EN GÜÇLÜ ARACIMIZ POLİTİKA FAİZİ
Kilimci, enflasyonun kalıcı olarak çözülmesinin tamamen kredi mekanizmasını yönetmekle olmayacağını da vurgulayarak, sözlerini şöyle sürdürdü:
“Kredi arzı dediğimiz şey, piyasada dolaşan paranın da kaynağı. Buradaki yavaşlama ister istemez reel varlıklara ya da herhangi bir finansal varlığa da talebin kısıtlanması anlamına geliyor. Şu anda alınan kararların, kredi büyüme hızının yavaşlamasında etkili olduğunu görüyoruz. Zaten bunun için en güçlü aracımız politika faizi. Politika faizinin uzun dönem boyunca gerçekleşen ve beklenen enflasyonun altında olduğunu görmüştük. Şimdi bu denge değişiyor ve ilk önce mevduat ve kredi faizleri üzerinden etkinliğinin arttığını görüyoruz ve atılacak adımlar bundan sonrasında ilişkinin güçlü kalmasına yardımcı olacak. Ama şunu unutmayalım, bu sadece kısıtlı bir süre kullanabileceğiniz bir fırsat.”
ÖNEMLİ OLAN ÜRETİMİ, TİCARETİ DESTEKLEMEK
Quick Finans Genel Müdürü Nihat Karadağ, piyasa aktörlerinin bekledikleri enflasyon seviyesine göre karar verdiklerini ve faiz oranın yüksekliği değerlendirilirken de faiz oranı içerisindeki enflasyon yüksekliği, reel faiz oranına bakıldığını belirterek, şunları söyledi:
“Nominal faiz olarak faizlerin yüksek olması yüksek anlamına gelmiyor. Nominal faizin içerisinde ne kadar reel enflasyon payı var, ne kadar reel faiz var buna bakıyor ve kararlarını buna göre veriyorlar. Ekonomi yönetimi de, kredi büyümesinin engellenmesi düşünülüyorsa –ki, şu an bu yönde birtakım uygulamalar var- kredi büyümesinin daraltılması ne kadar ekonomik faaliyetleri olumsuz etkileyebilir buna bakıyor. Ekonomik refah seviyesi ve sosyal kesimlerin ne kadar etkilendiği ve büyüme oranının bundan ne kadar etkileneceği bu çok önemli. Çünkü büyüme ve kredi büyümesi birbiriyle çok bağlantılı. Bu kararı verirken de aslında çok seçici davranışlarda kredi kullandırılmaları gerekiyor. Yani ekonomi yönetimi seçici sektörlere, üretim ve ticareti büyütecek kararlar almak zorunda. Geçmişte gördük ki kullandırılan krediler farklı alanlara gitti. O zaman bu ekonomiye bir katkı yapmadı, tam tersi olumsuz etki yaptı. Burada hassas nokta seçici uygulamayı doğru seçmek, yani üretimi ve ticareti finanse etmek.”

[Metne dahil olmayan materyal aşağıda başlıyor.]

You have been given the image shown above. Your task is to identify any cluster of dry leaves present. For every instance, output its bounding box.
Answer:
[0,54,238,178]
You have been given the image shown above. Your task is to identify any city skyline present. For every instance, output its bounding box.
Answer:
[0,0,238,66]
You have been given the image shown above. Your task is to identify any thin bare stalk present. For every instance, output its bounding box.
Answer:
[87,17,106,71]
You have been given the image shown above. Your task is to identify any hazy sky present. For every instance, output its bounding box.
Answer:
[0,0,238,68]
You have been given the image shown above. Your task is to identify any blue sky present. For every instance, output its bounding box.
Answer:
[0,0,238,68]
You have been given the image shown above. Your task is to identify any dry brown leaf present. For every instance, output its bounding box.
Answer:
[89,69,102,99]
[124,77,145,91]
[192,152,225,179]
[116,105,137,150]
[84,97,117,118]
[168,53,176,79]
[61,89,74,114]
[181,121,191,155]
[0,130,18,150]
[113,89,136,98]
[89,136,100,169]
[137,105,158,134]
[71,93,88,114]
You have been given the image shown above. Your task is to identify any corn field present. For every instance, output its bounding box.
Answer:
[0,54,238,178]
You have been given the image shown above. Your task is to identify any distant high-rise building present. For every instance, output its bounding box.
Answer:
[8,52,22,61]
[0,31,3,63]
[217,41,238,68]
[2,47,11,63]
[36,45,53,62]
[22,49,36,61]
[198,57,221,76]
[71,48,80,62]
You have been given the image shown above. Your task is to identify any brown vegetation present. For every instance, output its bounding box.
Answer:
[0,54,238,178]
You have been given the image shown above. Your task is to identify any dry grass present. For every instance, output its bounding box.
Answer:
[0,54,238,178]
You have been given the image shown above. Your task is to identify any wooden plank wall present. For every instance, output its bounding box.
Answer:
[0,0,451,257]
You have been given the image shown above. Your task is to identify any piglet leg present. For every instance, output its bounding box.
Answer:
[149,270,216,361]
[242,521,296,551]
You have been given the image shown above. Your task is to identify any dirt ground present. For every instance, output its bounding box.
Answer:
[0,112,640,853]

FİNANSMAN ŞİRKETLERİ KRİTİK KONUMDA
Nihat Karadağ, bugün piyasada krediye ciddi talep olduğunu, enflasyonun kredi talebini büyüttüğünü ifade ederek, şunları söyledi:
“Yüksek enflasyon döneminde enflasyon kadar kredi hacminin büyümesi gerekiyor. Bu da bir talep yaratıyor. Eğer enflasyon seviyesinin altında kredi büyümesi varsa burada bir daralma etkisi ortaya çıkıyor. Kredi faaliyetlerinin enflasyonu olumsuz etkilememesi kritik bir konu. Kredi uygulamalarının üretimi ve ticareti desteklemesi önemli. Burada da finansman şirketleri kritik konumda. Çünkü finansman şirketleri ticareti finanse ederler, yani nakit kredi vermezler. Herhangi bir ticarette satın almayı, herhangi mal satın alma sırasında kredi açarlar. Ama krediyi satıcıya kullandırırlar. Burada seçici bir pozisyon alırlar. Kredinin farklı amaçlarla kullanılması riskini de engellemiş olurlar. Bizler KOBİ’lere, küçük esnafa, küçük işletmelere kredi kullandırırız.”